25 March 2026
Mismanaged Decline
What Politicians Won’t Tell You About the Economy
Vicky Pryce and Andy Ross
2025, Biteback Publishing, 320 pages,
ISBN 9781837360314
Author: Vicky Pryce and Andy Ross
Reviewer: Andrew Smith
“Mismanaged Decline” is a hugely ambitious, wide-ranging and timely analysis of what has gone (and is still going) so wrong with Britain and what can be done about it. It defies conventional classification but is perhaps best described as a kind of ‘Everything You Always Wanted to Know About the Economy but Were Afraid to Ask’ handbook.
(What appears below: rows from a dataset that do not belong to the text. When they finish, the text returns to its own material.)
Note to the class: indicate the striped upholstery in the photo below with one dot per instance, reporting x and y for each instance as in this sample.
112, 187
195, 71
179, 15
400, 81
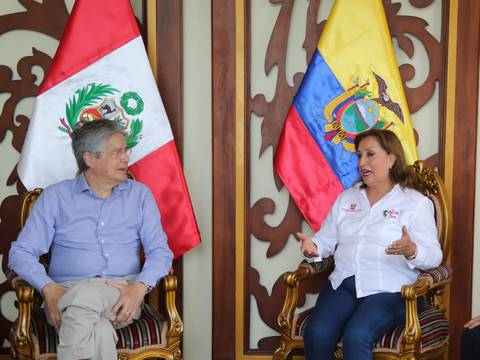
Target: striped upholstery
149, 330
439, 274
433, 323
319, 266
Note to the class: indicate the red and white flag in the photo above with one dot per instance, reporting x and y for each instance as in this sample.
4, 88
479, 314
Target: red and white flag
101, 70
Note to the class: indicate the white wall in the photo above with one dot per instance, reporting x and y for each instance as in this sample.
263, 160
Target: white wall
197, 162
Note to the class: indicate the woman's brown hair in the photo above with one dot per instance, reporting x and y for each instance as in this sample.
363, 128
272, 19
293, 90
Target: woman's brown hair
399, 172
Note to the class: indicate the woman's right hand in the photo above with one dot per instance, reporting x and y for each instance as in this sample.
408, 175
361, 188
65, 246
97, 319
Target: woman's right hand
307, 247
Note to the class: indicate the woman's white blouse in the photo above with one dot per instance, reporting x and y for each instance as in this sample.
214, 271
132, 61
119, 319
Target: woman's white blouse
358, 234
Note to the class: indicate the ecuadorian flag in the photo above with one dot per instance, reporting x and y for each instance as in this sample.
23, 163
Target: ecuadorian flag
352, 84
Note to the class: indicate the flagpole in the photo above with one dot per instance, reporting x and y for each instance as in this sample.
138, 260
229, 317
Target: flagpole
151, 17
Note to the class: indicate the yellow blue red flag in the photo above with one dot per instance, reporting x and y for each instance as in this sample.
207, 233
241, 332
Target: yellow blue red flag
352, 84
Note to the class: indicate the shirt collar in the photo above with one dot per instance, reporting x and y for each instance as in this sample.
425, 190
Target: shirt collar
81, 185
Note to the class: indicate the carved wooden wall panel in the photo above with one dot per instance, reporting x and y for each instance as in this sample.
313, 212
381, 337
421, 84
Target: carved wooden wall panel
273, 112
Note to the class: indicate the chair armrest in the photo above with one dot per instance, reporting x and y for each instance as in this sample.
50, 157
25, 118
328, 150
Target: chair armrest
175, 324
292, 280
434, 279
27, 297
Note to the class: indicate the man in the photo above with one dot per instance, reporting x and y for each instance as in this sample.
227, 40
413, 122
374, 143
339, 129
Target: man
93, 226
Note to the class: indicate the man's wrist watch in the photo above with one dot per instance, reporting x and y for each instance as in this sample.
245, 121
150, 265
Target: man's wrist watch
149, 287
411, 257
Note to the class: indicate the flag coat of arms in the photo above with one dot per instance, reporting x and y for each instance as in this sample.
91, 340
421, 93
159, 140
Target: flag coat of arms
352, 84
101, 70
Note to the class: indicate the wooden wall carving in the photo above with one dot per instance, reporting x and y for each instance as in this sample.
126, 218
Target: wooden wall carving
274, 112
48, 18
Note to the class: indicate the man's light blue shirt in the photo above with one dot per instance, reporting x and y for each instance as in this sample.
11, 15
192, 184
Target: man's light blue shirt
89, 236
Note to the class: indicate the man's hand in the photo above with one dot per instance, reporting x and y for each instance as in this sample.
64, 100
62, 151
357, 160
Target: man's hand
308, 247
473, 323
405, 246
131, 297
52, 293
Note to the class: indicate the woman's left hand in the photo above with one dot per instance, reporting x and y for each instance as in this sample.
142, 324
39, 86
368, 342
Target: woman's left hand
405, 246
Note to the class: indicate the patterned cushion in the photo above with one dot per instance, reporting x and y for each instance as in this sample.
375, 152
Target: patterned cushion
433, 324
149, 330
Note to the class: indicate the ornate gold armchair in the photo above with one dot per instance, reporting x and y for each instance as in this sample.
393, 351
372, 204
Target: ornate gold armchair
425, 335
155, 335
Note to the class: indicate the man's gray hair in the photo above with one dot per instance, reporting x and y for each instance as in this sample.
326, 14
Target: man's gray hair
92, 136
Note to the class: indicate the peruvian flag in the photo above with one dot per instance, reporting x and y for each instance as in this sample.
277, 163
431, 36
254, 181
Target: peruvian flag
101, 70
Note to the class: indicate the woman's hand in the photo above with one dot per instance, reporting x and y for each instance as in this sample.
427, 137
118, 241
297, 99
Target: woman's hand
473, 323
307, 247
405, 246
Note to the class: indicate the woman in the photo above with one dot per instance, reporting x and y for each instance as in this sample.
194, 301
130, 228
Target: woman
381, 231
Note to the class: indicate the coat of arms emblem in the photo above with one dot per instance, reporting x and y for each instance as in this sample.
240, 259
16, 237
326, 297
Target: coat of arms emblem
355, 111
98, 101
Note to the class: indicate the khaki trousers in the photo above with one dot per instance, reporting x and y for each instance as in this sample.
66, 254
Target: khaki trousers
87, 331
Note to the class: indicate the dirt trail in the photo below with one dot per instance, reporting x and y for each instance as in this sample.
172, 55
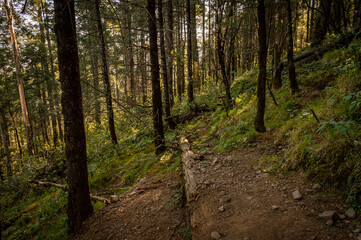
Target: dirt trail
236, 199
144, 212
239, 200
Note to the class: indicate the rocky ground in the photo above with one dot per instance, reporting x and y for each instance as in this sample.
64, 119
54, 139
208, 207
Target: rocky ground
236, 199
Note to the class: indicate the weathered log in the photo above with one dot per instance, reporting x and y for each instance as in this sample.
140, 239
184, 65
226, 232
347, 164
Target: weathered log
317, 53
194, 112
65, 188
190, 182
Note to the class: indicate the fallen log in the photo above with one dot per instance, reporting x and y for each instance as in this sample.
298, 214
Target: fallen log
65, 188
188, 157
194, 112
317, 53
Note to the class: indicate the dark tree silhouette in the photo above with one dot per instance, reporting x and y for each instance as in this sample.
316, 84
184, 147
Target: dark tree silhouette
156, 95
261, 87
79, 205
105, 68
291, 62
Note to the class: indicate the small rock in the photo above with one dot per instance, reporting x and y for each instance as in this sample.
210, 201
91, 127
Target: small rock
207, 182
350, 213
114, 198
215, 235
316, 186
329, 222
274, 207
328, 215
297, 195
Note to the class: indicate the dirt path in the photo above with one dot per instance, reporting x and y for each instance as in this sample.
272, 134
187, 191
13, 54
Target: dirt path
144, 212
239, 200
236, 199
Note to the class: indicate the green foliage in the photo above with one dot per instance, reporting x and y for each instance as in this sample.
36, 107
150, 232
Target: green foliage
341, 127
186, 232
178, 198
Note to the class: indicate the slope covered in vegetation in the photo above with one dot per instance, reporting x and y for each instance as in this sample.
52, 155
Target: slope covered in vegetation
318, 128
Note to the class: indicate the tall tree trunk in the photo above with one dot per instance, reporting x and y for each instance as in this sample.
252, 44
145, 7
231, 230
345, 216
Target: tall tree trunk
291, 62
105, 68
16, 133
129, 59
203, 41
79, 205
261, 86
157, 94
165, 76
190, 53
193, 29
48, 79
180, 59
169, 48
357, 15
55, 95
277, 79
143, 65
322, 21
19, 76
5, 138
95, 73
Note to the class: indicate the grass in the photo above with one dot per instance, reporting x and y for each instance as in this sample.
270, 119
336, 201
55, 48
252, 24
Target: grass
328, 152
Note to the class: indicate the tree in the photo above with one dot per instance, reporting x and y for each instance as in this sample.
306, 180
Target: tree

It is also a good read – where else would you find Liz Truss rubbing shoulders with Alf Garnett?
Formally the book is in three sections – ‘How we got here’, ‘Current Issues’ and ‘Facing the Future’ - built around a masterly account of the rise and fall of Britain’s fortunes from the Industrial Revolution to date, augmented by a rich analysis of the domestic and global forces at work, right up to the dramatic shifting of the tectonic plates we are witnessing today. (Published last year, the authors were of course unaware of Trump’s latest horrors but presciently warned about “chauvinistic superpowers”, anticipating that the US would not take challenges to its top-dog status lying down.)
Throughout, the narrative is intertwined with an evaluation of the changing economic theories, fiscal and monetary regimes, politics and fashions which were driving policy responses. In the post-war period alone Keynesianism, monetarism and, exchange rate targeting have all come and gone in the search for a stability anchor - leading us most recently to a misguided and excessive reliance on a fiscal rules regime clearly not up to the task of rescuing the economy now.
The authors’ diagnosis is that the UK’s relative decline was inevitable but made worse by poor policy choices, of which Brexit was only the most egregious and we need to start moving closer to Europe again now. We are left stuck in a self-feeding loop of slow/zero growth, low investment, lagging productivity and strained government finances. Growth might not be everything, but no growth is a recipe for declining public services, a disillusioned population and a breeding ground for political extremism.
The final section looks ahead and provides guidance for what we can do now, recognising that there are many intractable issues with an increasingly difficult world environment. Unfortunately, it goes without saying that there is no easy fix and anyone (politicians) hoping for and relying on some sort of instant reset will be disappointed. The authors insist as a starting principle that ideology be eschewed in favour of evidence-informed policy making (unfortunately this still needs saying); at a minimum the government should be open about the sine qua non of more broad-based tax rises and more borrowing to invest in infrastructure, including human capital, if the foundations for a return to sustainable growth are to be laid. Economics is all about trade-offs and we can’t have everything - but the authors don’t sound particularly confident that politicians and the media are yet ready to be honest about what all this means for public services and tax.
Who is the book for? Everyone. The authors clearly intend it to be accessible to the general reader and, thanks largely to their careful and now-trademark conversational writing style, it is. The structure of the book – linking the narrative with the underlying economics as it goes along – works surprisingly well. The casual reader can dip in and out, with the middle chapters a happy hunting ground for today’s hot topics ( ‘The Stupidity of Brexit’; ‘Immigration: Why Can’t We Get it right’; ‘Environmental Imperatives or Green Wild Goose Chases?; ‘Inequality Matters’ etc) but readers who make the extra effort of reading from cover to cover will be well rewarded.
It should also be required reading for MPs, policy makers generally and, apparently, Treasury officials and advisers to the Chancellor who ought to know better.
PS Thirty years ago a strange thing happened to an economics book. Will Hutton’s “The State We’re In”, became a best-seller - not just a best-selling economics book, but topping the hardback non-fiction list for over six months. I think this is a better book but must confess I haven’t seen anyone reading it on the tube – yet.